No último andar de um edifício em Higienópolis, na maior cidade da América do Sul, as crianças em casa não tinham televisão porque éramos contra televisão. Não haviam ainda experimentado a primeira Coca-Cola, me lembro bem agora, porque era coisa de americano imperialista. O iogurte que tomávamos era feito em casa, sem conservantes nem colorantes. Automóvel, nem pensar! Poluía, engarrafava, brutalizava.

Era nesse clima que, lá no alto daquele apartamento da Rua Sabará, líamos para nossos filhos a revista Recreio comprada na banca do Seu Carolino que ficava na esquina de Maranhão. Era também naquele pequeno apê que escutávamos os disquinhos de uma coleção chamada Taba, histórias que contavam o segredo do Curumim, as estripulias de um macaco cismado chamado Malaquias, o mistério do Pererê na pororoca e as aventuras de Zé Prequeté.

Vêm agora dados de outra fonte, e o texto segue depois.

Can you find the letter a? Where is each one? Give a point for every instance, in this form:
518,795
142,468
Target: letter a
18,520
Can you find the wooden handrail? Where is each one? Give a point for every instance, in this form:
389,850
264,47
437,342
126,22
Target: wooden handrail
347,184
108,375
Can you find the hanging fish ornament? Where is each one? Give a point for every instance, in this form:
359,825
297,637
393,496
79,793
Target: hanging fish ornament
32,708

Nas páginas da Recreio é que começa a nossa história. Era abril. O verão já tinha ficado pra trás e foi debaixo de um cobertor Parayba vermelho que comecei a ler para as crianças a aventura do dia. Era a história da Sapa Cristina. A cada parágrafo, elas iam arregalando os olhos num espanto politicamente correto de assustar. A mãe da sapa era muito rigorosa e não deixava a pobre Cristina colocar sequer as patinhas na água. Cristina estava proibida de nadar porque fazia frio, não podia brincar na lama porque sujava a casa, não podia lamber gelo porque provocava dor de garganta. E o final da história era uma sapa doente e triste porque desobedeceu a mãe.

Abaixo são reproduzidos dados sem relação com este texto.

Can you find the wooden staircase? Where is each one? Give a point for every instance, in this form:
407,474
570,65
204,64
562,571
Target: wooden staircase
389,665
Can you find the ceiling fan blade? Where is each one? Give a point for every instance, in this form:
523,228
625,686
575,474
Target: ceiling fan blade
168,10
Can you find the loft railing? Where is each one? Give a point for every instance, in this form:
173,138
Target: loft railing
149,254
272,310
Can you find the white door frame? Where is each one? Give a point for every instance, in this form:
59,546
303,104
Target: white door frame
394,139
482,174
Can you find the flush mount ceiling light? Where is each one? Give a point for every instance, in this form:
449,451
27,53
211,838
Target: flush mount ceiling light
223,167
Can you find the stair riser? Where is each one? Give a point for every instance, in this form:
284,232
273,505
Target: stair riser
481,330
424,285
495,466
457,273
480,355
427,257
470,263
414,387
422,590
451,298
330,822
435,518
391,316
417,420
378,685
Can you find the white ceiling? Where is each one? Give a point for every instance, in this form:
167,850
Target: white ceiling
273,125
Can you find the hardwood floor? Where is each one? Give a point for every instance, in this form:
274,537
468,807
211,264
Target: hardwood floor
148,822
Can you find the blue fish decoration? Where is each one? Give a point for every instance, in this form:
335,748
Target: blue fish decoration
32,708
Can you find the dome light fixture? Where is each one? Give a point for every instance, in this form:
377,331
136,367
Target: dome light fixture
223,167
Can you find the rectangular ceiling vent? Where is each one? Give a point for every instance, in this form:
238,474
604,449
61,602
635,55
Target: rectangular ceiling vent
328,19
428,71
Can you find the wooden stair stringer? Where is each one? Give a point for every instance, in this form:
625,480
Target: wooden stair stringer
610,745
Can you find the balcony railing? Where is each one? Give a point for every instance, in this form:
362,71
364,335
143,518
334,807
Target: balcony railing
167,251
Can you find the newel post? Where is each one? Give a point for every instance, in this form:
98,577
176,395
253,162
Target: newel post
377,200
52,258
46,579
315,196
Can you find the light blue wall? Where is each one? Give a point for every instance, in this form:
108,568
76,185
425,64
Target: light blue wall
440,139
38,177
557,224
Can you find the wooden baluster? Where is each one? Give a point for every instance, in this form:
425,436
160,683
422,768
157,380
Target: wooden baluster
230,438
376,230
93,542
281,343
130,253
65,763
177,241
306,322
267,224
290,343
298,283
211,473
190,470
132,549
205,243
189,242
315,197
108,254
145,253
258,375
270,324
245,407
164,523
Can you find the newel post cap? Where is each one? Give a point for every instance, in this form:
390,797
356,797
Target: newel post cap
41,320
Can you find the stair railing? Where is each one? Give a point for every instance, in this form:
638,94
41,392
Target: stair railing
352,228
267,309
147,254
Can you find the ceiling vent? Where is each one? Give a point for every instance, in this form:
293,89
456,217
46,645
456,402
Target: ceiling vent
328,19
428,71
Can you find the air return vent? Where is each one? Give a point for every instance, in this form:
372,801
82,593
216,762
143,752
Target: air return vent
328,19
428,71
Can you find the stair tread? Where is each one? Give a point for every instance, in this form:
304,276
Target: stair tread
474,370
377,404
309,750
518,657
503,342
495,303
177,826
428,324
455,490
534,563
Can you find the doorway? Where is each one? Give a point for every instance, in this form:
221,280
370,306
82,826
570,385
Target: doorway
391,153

As crianças ficaram revoltadas com aquilo, argumentando que sapa é um anfíbio que gosta e fica na água sim e não adoece por causa disso não. Indignados, sentamos os três e, armados de uma velha Remington Lettera 22, escrevemos uma carta pra Recreio. A resposta chegou em uma semana: “Recebemos sua carta de 29 de abril passado e saiba que o seu protesto está aceito. Em termos pedagógicos, reconhecemos que a história da sapa Cristina é discutível em sua proposta. Suas colocações estão corretas e continue a escrever sempre que julgar conveniente”. Era uma carta assinada por Paulette Cohen, a editora-chefe da Recreio.

Respiramos aliviados e, animados com a resposta, resolvemos escrever um outro final para a história e mandamos pra Paulette. A nossa Cristina era do balacobaco, fez a cabeça da mãe e da comunidade e viveram assim felizes para sempre. A resposta veio num bilhetinho manuscrito que guardamos até hoje: “Este é um bilhete muito afetuoso. Obrigado! A ideia me deu um imenso prazer. À turminha unida, um grande abraço da Paulette”.

Moral da história: quando a gente vê alguma coisa errada nessa vida, nem que seja uma historinha infantil, coloque a boca no trombone, proteste. Não vale a pena ficar calado engolindo sapo.